Вспоминает Иван Мартынушкин: «Было уже светло, когда мы увидели людей за оградой, они вышли из бараков. Мы сначала решили, что это фашисты или охрана лагеря. Но они, видимо, догадались, кто мы, и начали приветствовать нас жестами, что-то кричать. Нас разделяло сплошное ограждение, очень высокое - метра четыре, не меньше, колючей проволоки... Мы вошли в лагерь только к вечеру, только после выполнения своей боевой задачи по очистке местности...
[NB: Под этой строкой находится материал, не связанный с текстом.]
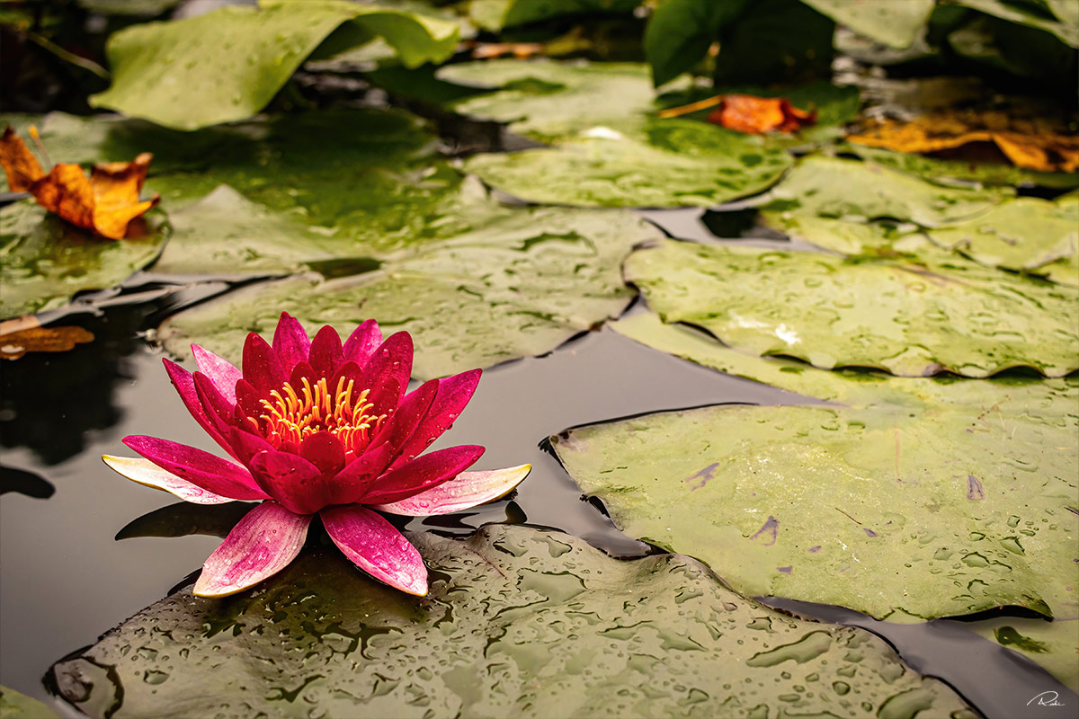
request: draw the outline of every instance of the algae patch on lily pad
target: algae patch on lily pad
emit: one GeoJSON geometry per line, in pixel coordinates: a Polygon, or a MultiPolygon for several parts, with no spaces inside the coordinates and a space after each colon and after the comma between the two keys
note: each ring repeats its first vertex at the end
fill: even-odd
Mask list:
{"type": "Polygon", "coordinates": [[[297,706],[342,717],[853,718],[915,706],[974,717],[874,635],[763,607],[686,557],[623,562],[525,527],[412,540],[432,570],[426,598],[309,551],[250,595],[181,590],[52,675],[81,711],[113,719],[162,706],[177,718],[297,706]]]}
{"type": "Polygon", "coordinates": [[[616,317],[633,296],[619,264],[658,237],[618,210],[503,210],[365,274],[242,289],[173,316],[158,336],[179,356],[194,342],[235,361],[247,333],[271,330],[282,310],[342,334],[373,318],[412,334],[416,377],[443,376],[549,351],[616,317]]]}
{"type": "Polygon", "coordinates": [[[667,240],[634,252],[625,272],[665,321],[819,368],[984,377],[1014,367],[1062,376],[1079,367],[1075,288],[935,252],[942,257],[925,263],[848,261],[667,240]]]}

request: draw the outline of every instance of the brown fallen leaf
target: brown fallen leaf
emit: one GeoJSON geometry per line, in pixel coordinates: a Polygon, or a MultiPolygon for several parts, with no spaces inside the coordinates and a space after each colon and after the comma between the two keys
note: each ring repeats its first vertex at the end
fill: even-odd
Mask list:
{"type": "Polygon", "coordinates": [[[158,204],[156,194],[142,202],[138,198],[152,158],[144,152],[129,163],[98,163],[88,178],[82,167],[70,163],[45,174],[11,126],[0,137],[0,165],[13,192],[29,192],[50,212],[111,239],[121,239],[128,222],[158,204]]]}
{"type": "Polygon", "coordinates": [[[0,358],[18,359],[26,352],[66,352],[76,345],[94,341],[81,327],[41,327],[33,316],[0,322],[0,358]]]}
{"type": "Polygon", "coordinates": [[[755,95],[715,95],[659,113],[660,117],[677,117],[714,107],[708,122],[727,129],[762,135],[764,133],[793,133],[817,122],[816,110],[800,110],[786,97],[756,97],[755,95]]]}
{"type": "Polygon", "coordinates": [[[1014,165],[1047,172],[1079,170],[1079,136],[1037,117],[987,112],[932,113],[911,122],[871,120],[847,139],[900,152],[941,152],[974,142],[992,142],[1014,165]]]}

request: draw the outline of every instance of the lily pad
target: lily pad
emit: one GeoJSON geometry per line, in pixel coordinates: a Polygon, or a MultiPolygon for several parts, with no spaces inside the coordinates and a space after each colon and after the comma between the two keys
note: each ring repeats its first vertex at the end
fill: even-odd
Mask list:
{"type": "Polygon", "coordinates": [[[1079,285],[1079,195],[1017,197],[929,238],[982,264],[1079,285]]]}
{"type": "MultiPolygon", "coordinates": [[[[1049,430],[1050,434],[1040,444],[1029,444],[1023,453],[1034,456],[1036,460],[1048,458],[1053,466],[1064,470],[1064,478],[1070,478],[1074,482],[1074,461],[1077,456],[1077,435],[1074,429],[1076,423],[1075,393],[1077,384],[1075,381],[1050,381],[1032,382],[1012,379],[1010,382],[972,382],[957,381],[946,377],[927,378],[899,378],[874,372],[842,371],[830,372],[816,370],[806,367],[801,362],[780,358],[755,358],[743,355],[739,351],[725,347],[714,338],[685,327],[664,324],[658,317],[652,314],[638,314],[628,317],[611,326],[615,331],[653,347],[657,350],[669,352],[682,357],[689,361],[702,364],[713,370],[719,370],[728,374],[745,377],[753,382],[763,382],[775,387],[787,389],[792,392],[815,397],[821,400],[842,402],[847,405],[858,406],[863,410],[875,410],[880,413],[899,413],[900,417],[933,418],[942,426],[948,423],[961,426],[964,415],[970,423],[970,432],[966,437],[959,438],[955,447],[959,447],[962,455],[976,452],[976,447],[982,443],[979,435],[991,432],[998,434],[998,439],[1006,442],[1005,451],[1013,446],[1016,437],[1012,435],[1008,440],[1001,437],[1003,433],[1015,429],[1012,420],[1019,416],[1023,417],[1025,407],[1040,406],[1026,419],[1032,417],[1057,417],[1054,423],[1055,428],[1049,430]],[[1071,410],[1068,409],[1071,403],[1071,410]],[[905,411],[904,409],[910,407],[905,411]],[[956,419],[956,417],[960,417],[956,419]],[[992,427],[986,426],[987,418],[995,423],[992,427]],[[960,424],[956,424],[956,421],[960,424]],[[1070,423],[1070,426],[1069,424],[1070,423]],[[999,427],[999,430],[997,429],[999,427]],[[1039,457],[1038,455],[1041,455],[1039,457]],[[1067,458],[1070,455],[1071,468],[1060,464],[1061,457],[1067,458]]],[[[884,416],[884,415],[882,415],[884,416]]],[[[921,421],[919,418],[918,421],[921,421]]],[[[747,425],[749,426],[749,425],[747,425]]],[[[1017,438],[1022,441],[1022,438],[1017,438]]],[[[831,447],[831,444],[824,445],[831,447]]],[[[1015,445],[1017,446],[1017,445],[1015,445]]],[[[910,448],[910,442],[901,439],[901,450],[910,448]]],[[[945,454],[938,457],[941,466],[955,461],[955,447],[945,446],[945,454]]],[[[1021,455],[1016,455],[1013,462],[1021,461],[1021,455]]],[[[845,460],[844,460],[845,461],[845,460]]],[[[884,459],[882,459],[884,461],[884,459]]],[[[619,462],[625,464],[625,462],[619,462]]],[[[846,464],[836,465],[834,460],[823,462],[822,466],[838,467],[842,471],[847,468],[846,464]]],[[[1019,467],[1019,464],[1012,466],[1019,467]]],[[[719,468],[716,468],[719,469],[719,468]]],[[[816,471],[816,470],[815,470],[816,471]]],[[[996,470],[999,473],[999,469],[996,470]]],[[[1006,467],[1006,471],[1010,471],[1006,467]]],[[[1048,474],[1048,472],[1047,472],[1048,474]]],[[[984,493],[985,484],[982,482],[985,476],[972,474],[979,483],[982,483],[984,493]]],[[[716,473],[719,476],[719,473],[716,473]]],[[[1017,475],[1024,476],[1024,475],[1017,475]]],[[[1032,476],[1025,474],[1025,476],[1032,476]]],[[[1039,478],[1041,474],[1039,474],[1039,478]]],[[[958,478],[961,480],[962,478],[958,478]]],[[[976,490],[978,484],[972,484],[967,478],[968,488],[976,490]]],[[[1039,483],[1041,480],[1038,480],[1039,483]]],[[[1040,486],[1040,485],[1039,485],[1040,486]]],[[[604,495],[605,490],[598,490],[604,495]]],[[[822,489],[822,495],[829,495],[831,488],[822,489]]],[[[829,496],[835,496],[832,493],[829,496]]],[[[1074,492],[1073,492],[1074,498],[1074,492]]],[[[973,501],[973,500],[972,500],[973,501]]],[[[1049,523],[1035,522],[1034,525],[1026,524],[1030,520],[1021,517],[1019,510],[1030,511],[1032,504],[1025,499],[1021,503],[1011,502],[1013,514],[1008,516],[1007,528],[999,527],[999,531],[1012,530],[1016,541],[1023,547],[1027,547],[1028,538],[1033,536],[1039,540],[1046,540],[1042,544],[1042,552],[1027,553],[1025,556],[1032,562],[1039,563],[1037,566],[1040,576],[1053,581],[1043,582],[1038,587],[1039,595],[1051,608],[1054,619],[1052,622],[1034,619],[998,618],[993,620],[982,620],[979,622],[964,622],[962,626],[982,634],[988,639],[997,641],[1002,646],[1013,649],[1032,661],[1040,664],[1051,672],[1062,682],[1073,690],[1079,689],[1079,668],[1075,664],[1075,654],[1079,651],[1079,637],[1075,633],[1075,623],[1079,621],[1079,597],[1076,596],[1075,586],[1068,581],[1068,577],[1074,577],[1074,534],[1068,534],[1068,522],[1073,522],[1071,514],[1074,499],[1071,502],[1065,501],[1065,522],[1052,527],[1049,523]],[[1012,526],[1014,525],[1014,526],[1012,526]],[[1040,528],[1037,528],[1039,527],[1040,528]],[[1048,535],[1055,537],[1047,539],[1048,535]],[[1009,626],[1016,634],[1030,638],[1036,644],[1023,642],[1019,637],[1010,632],[1000,634],[1002,627],[1009,626]],[[998,637],[997,635],[1000,634],[998,637]],[[1035,648],[1037,651],[1035,651],[1035,648]],[[1041,650],[1044,651],[1041,651],[1041,650]]],[[[902,511],[902,510],[896,510],[902,511]]],[[[1060,514],[1060,513],[1057,513],[1060,514]]],[[[939,521],[933,522],[933,526],[939,521]]],[[[1074,523],[1073,523],[1074,525],[1074,523]]],[[[674,525],[671,525],[674,526],[674,525]]],[[[979,530],[980,531],[980,530],[979,530]]],[[[915,543],[910,543],[917,547],[915,543]]],[[[1012,542],[1008,545],[1014,548],[1012,542]]],[[[812,544],[811,547],[816,547],[812,544]]],[[[818,552],[819,553],[819,552],[818,552]]],[[[814,553],[816,556],[818,553],[814,553]]],[[[863,555],[859,555],[864,558],[863,555]]],[[[727,562],[727,559],[724,559],[727,562]]],[[[904,570],[906,562],[904,561],[904,570]]],[[[913,564],[913,563],[912,563],[913,564]]],[[[713,565],[714,566],[714,565],[713,565]]],[[[861,565],[861,571],[876,571],[882,566],[865,563],[861,565]]],[[[896,565],[899,566],[899,565],[896,565]]],[[[720,568],[716,566],[716,570],[720,568]]],[[[887,579],[887,576],[885,577],[887,579]]],[[[875,585],[875,582],[873,582],[875,585]]],[[[809,600],[820,600],[817,589],[802,587],[807,596],[798,598],[809,600]]],[[[800,590],[802,591],[802,590],[800,590]]],[[[904,597],[905,598],[905,597],[904,597]]]]}
{"type": "Polygon", "coordinates": [[[453,54],[454,23],[344,0],[262,0],[197,17],[145,23],[109,38],[112,85],[95,107],[166,127],[243,120],[273,98],[304,58],[344,23],[381,36],[418,67],[453,54]],[[197,97],[197,102],[191,98],[197,97]]]}
{"type": "Polygon", "coordinates": [[[598,128],[556,148],[474,155],[465,169],[533,203],[712,207],[773,185],[791,164],[755,136],[693,120],[651,120],[643,136],[598,128]]]}
{"type": "Polygon", "coordinates": [[[665,321],[702,327],[756,355],[903,376],[1079,369],[1076,289],[935,252],[921,263],[848,261],[667,240],[634,252],[625,273],[665,321]]]}
{"type": "Polygon", "coordinates": [[[24,199],[0,209],[0,317],[63,306],[82,290],[119,285],[153,262],[167,235],[151,213],[107,239],[24,199]]]}
{"type": "Polygon", "coordinates": [[[240,290],[175,315],[158,336],[177,355],[194,342],[238,360],[247,333],[272,330],[282,310],[345,334],[374,318],[412,333],[414,376],[442,376],[549,351],[616,317],[633,295],[619,264],[659,236],[628,212],[506,210],[374,272],[240,290]]]}
{"type": "Polygon", "coordinates": [[[923,227],[967,220],[1014,194],[924,182],[882,165],[811,155],[776,185],[762,209],[829,218],[889,218],[923,227]]]}
{"type": "Polygon", "coordinates": [[[879,638],[762,607],[686,557],[619,562],[525,527],[411,540],[432,569],[427,598],[308,551],[251,596],[220,602],[182,590],[162,599],[54,665],[56,686],[81,711],[114,719],[156,717],[162,706],[177,718],[296,707],[400,717],[974,716],[879,638]]]}
{"type": "Polygon", "coordinates": [[[1079,386],[961,384],[959,401],[725,405],[552,442],[625,531],[749,595],[878,619],[1003,605],[1067,617],[1079,386]]]}
{"type": "Polygon", "coordinates": [[[486,60],[440,68],[443,81],[490,93],[450,103],[461,114],[507,123],[541,142],[593,127],[633,133],[656,110],[648,66],[637,63],[486,60]]]}
{"type": "Polygon", "coordinates": [[[819,13],[891,47],[907,47],[929,20],[937,0],[803,0],[819,13]]]}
Узники были одеты по-разному: у кого-то только роба, кто-то накинул на робу пальто или какую-то накидку, кто в одеяло кутался... Мы к тому времени уже несколько месяцев шли через Польшу, так что польский язык немного знали. Но те люди, которых мы видели, по-польски не говорили. Кажется, там были венгры. Или венгерские евреи - летом 1944 года в Освенцим привезли несколько сотен евреев из Венгрии. Нельзя сказать, что мы с узниками общались: разговоров не было. Объяснялись в основном жестами: они все время старались нам руки пожать, окружить знаками внимания...
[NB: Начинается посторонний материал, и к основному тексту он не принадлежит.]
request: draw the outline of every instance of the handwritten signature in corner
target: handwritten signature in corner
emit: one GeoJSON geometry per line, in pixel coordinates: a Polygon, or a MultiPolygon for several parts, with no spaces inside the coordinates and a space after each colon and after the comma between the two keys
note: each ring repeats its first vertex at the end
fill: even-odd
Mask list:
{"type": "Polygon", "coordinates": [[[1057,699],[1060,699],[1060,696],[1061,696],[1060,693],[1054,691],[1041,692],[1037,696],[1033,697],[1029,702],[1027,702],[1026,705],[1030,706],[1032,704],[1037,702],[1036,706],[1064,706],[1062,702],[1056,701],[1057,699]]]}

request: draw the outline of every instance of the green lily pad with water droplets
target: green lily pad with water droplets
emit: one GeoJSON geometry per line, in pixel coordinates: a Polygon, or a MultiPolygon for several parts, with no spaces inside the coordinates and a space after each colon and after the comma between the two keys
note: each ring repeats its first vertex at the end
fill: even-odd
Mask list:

Некоторые держались на ногах, даже были в трудоспособном состоянии, но у всех были черные, изможденные лица. Были и такие, кто не мог подняться: они сидели, прислонившись к стенам барака. Мы и в бараки эти заглянули... Страшное впечатление. Зловоние такое - даже входить туда не хотелось. На нарах лежали люди, которые были не в состоянии подняться и выйти. Воздух и без того жуткий, а к нему еще примешивался какой-то странный запах, может, карболки...
Мы и печи видели, кажется, они были взорваны. Мы тогда не знали о предназначении этих печей, думали, что просто сжигали умерших, чтобы не хоронить... Дело в том, что когда мы шли по Украине, по Польше, то встречали маленькие концлагеря, на несколько сот человек. И в этих лагерях тоже были печи-крематории, в них пепел, кости... Но мы считали, что немцы в таких печах избавлялись от трупов, когда люди сами умирали от истощения, от тяжелой работы... Только потом, когда начался Нюрнбергский процесс, мы поняли, что именно за лагерь мы освободили под Освенцимом».
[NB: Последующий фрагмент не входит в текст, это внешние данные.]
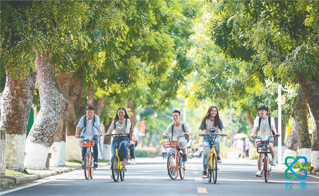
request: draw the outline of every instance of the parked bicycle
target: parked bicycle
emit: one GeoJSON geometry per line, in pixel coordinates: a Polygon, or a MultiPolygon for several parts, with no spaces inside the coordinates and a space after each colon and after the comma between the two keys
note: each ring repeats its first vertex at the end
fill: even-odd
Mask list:
{"type": "MultiPolygon", "coordinates": [[[[210,150],[210,154],[208,157],[208,160],[207,163],[207,178],[208,182],[211,183],[212,182],[212,177],[213,177],[213,182],[216,184],[217,182],[217,171],[218,170],[217,166],[217,158],[216,157],[216,152],[215,148],[217,147],[213,145],[215,140],[217,136],[226,136],[222,134],[202,134],[200,136],[208,136],[210,140],[210,144],[211,146],[210,150]],[[213,137],[214,137],[214,138],[213,137]]],[[[204,152],[205,153],[205,152],[204,152]]]]}
{"type": "MultiPolygon", "coordinates": [[[[83,138],[83,136],[80,137],[83,138]]],[[[94,146],[94,139],[97,138],[97,135],[93,136],[92,140],[84,140],[79,142],[80,147],[86,147],[86,153],[84,156],[84,176],[85,179],[88,180],[93,178],[93,170],[94,168],[94,158],[93,158],[93,148],[94,146]]]]}
{"type": "MultiPolygon", "coordinates": [[[[167,172],[169,177],[172,180],[175,180],[178,176],[178,172],[180,172],[181,179],[183,179],[185,176],[185,162],[182,161],[183,152],[179,147],[180,138],[184,136],[180,136],[177,138],[176,141],[171,141],[163,142],[163,146],[164,147],[172,147],[173,153],[167,158],[167,172]]],[[[169,139],[169,136],[166,136],[166,138],[169,139]]]]}
{"type": "Polygon", "coordinates": [[[256,137],[255,139],[260,139],[261,143],[258,144],[256,147],[257,152],[259,154],[264,154],[264,156],[263,158],[263,163],[264,163],[264,167],[262,172],[262,176],[264,173],[265,177],[265,182],[268,183],[268,175],[269,172],[271,171],[271,166],[272,162],[269,164],[270,160],[271,160],[271,147],[269,145],[269,139],[278,137],[277,135],[271,135],[269,136],[268,139],[263,141],[262,137],[260,136],[256,137]],[[269,154],[269,155],[268,155],[269,154]]]}
{"type": "Polygon", "coordinates": [[[112,157],[111,161],[112,176],[113,176],[113,180],[115,182],[118,181],[119,176],[121,179],[121,181],[124,181],[126,169],[125,168],[125,165],[123,164],[123,161],[120,161],[120,157],[119,157],[118,153],[117,152],[117,142],[120,138],[120,136],[126,136],[127,135],[128,135],[123,133],[108,135],[108,136],[112,136],[114,141],[116,143],[115,146],[115,155],[112,157]],[[116,136],[118,136],[117,138],[116,136]]]}

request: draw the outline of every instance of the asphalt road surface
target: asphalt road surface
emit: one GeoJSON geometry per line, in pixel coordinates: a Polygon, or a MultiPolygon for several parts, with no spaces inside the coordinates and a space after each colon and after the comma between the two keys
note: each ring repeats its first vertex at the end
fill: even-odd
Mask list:
{"type": "MultiPolygon", "coordinates": [[[[223,160],[218,164],[217,183],[201,179],[202,158],[188,159],[185,178],[171,180],[166,160],[161,157],[137,158],[136,165],[127,166],[125,180],[114,182],[109,167],[98,168],[93,179],[87,180],[83,170],[50,176],[1,190],[10,196],[316,196],[318,176],[289,180],[283,170],[273,168],[266,183],[255,176],[257,166],[247,160],[223,160]],[[287,183],[292,183],[286,186],[287,183]],[[304,188],[301,182],[306,182],[304,188]],[[306,188],[307,189],[305,189],[306,188]]],[[[300,174],[299,174],[300,175],[300,174]]]]}

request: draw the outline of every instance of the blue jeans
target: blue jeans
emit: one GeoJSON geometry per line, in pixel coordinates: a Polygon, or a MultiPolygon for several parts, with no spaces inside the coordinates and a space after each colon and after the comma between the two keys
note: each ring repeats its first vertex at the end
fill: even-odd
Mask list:
{"type": "MultiPolygon", "coordinates": [[[[215,136],[216,137],[216,136],[215,136]]],[[[203,166],[204,168],[207,167],[207,161],[208,160],[208,156],[206,154],[206,149],[208,149],[209,150],[211,150],[211,142],[212,141],[212,139],[213,141],[215,137],[210,137],[208,136],[205,136],[203,139],[203,151],[204,151],[204,156],[203,156],[203,166]],[[212,139],[211,139],[212,138],[212,139]]],[[[216,154],[219,153],[220,152],[220,147],[219,144],[220,144],[220,137],[217,136],[217,138],[214,141],[213,145],[217,144],[217,148],[215,148],[215,152],[216,154]]]]}
{"type": "MultiPolygon", "coordinates": [[[[88,141],[88,140],[85,140],[85,141],[88,141]]],[[[94,146],[93,147],[93,158],[94,158],[94,162],[98,162],[98,157],[99,155],[99,150],[98,150],[98,145],[99,143],[99,140],[97,138],[94,139],[94,146]]],[[[84,160],[84,157],[85,156],[85,153],[86,153],[86,147],[82,148],[82,161],[84,160]]]]}
{"type": "MultiPolygon", "coordinates": [[[[113,140],[113,142],[112,142],[112,148],[111,149],[112,157],[115,155],[115,147],[116,146],[115,139],[117,139],[118,137],[115,137],[115,138],[113,140]]],[[[129,156],[128,148],[129,147],[129,146],[130,146],[130,142],[131,140],[128,136],[121,136],[118,139],[117,141],[117,153],[120,158],[120,161],[123,161],[123,158],[125,159],[128,158],[129,156]]]]}

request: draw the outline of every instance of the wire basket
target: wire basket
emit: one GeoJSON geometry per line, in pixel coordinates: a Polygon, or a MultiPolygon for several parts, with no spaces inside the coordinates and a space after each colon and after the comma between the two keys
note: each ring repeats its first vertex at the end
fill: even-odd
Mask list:
{"type": "Polygon", "coordinates": [[[178,147],[179,144],[179,141],[178,140],[169,142],[163,142],[163,146],[164,147],[178,147]]]}
{"type": "Polygon", "coordinates": [[[87,140],[79,142],[80,147],[93,147],[94,146],[94,140],[87,140]]]}
{"type": "Polygon", "coordinates": [[[271,153],[271,148],[269,144],[259,144],[257,147],[257,152],[260,154],[263,154],[265,152],[271,153]]]}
То, что увидели красноармейцы в Аушвице, потрясло их. Когда стало известно, что под Освенцимом стоит страшный концлагерь, в Аушвиц были направлены корреспонденты дивизионной газеты 38-й армии «За нашу победу!» Ушер Маргулис и Геннадий Савин. «Начальник политотдела сказал, что наша задача - войти в лагерь вместе с наступающими частями, с нами пошла группа разведчиков,- рассказывает Ушер Маргулис.- Мы должны были побеседовать с узниками, сфотографировать печи. Но не все получилось: узники говорили по-французски, мы только обменялись с ними несколькими словами по-польски и по-немецки. Печи оказались взорваны немцами. Но мы встретили женщину в полосатой одежде, она оказалась полькой - а я знал польский язык,- и женщина согласилась показать нам лагерь. С ней мы вошли в кирпичное здание, двух- или трехэтажное, и заглянули в комнаты, двери были не заперты. В первой комнате была целая гора детской одежды: пальтишки, брючки, курточки, кофточки. Многие с пятнами крови. В другой комнате стояли ящики - обычные, товарные, примерно метр на полтора,- заполненные зубными коронками и золотыми протезами. Вся комната завалена коробками с челюстями. Страшно смотреть было. В третьей комнате были ящики, заполненные состриженными женскими волосами - оказывается, они тоже шли в ход. И напоследок женщина привела нас в комнату, заполненную изящными женскими сумочками, абажурами, бумажниками, кошельками и другими кожаными изделиями. Она сказала: «Все это сделано из человеческой кожи». И тут нас как к полу пригвоздило, мы дар речи потеряли».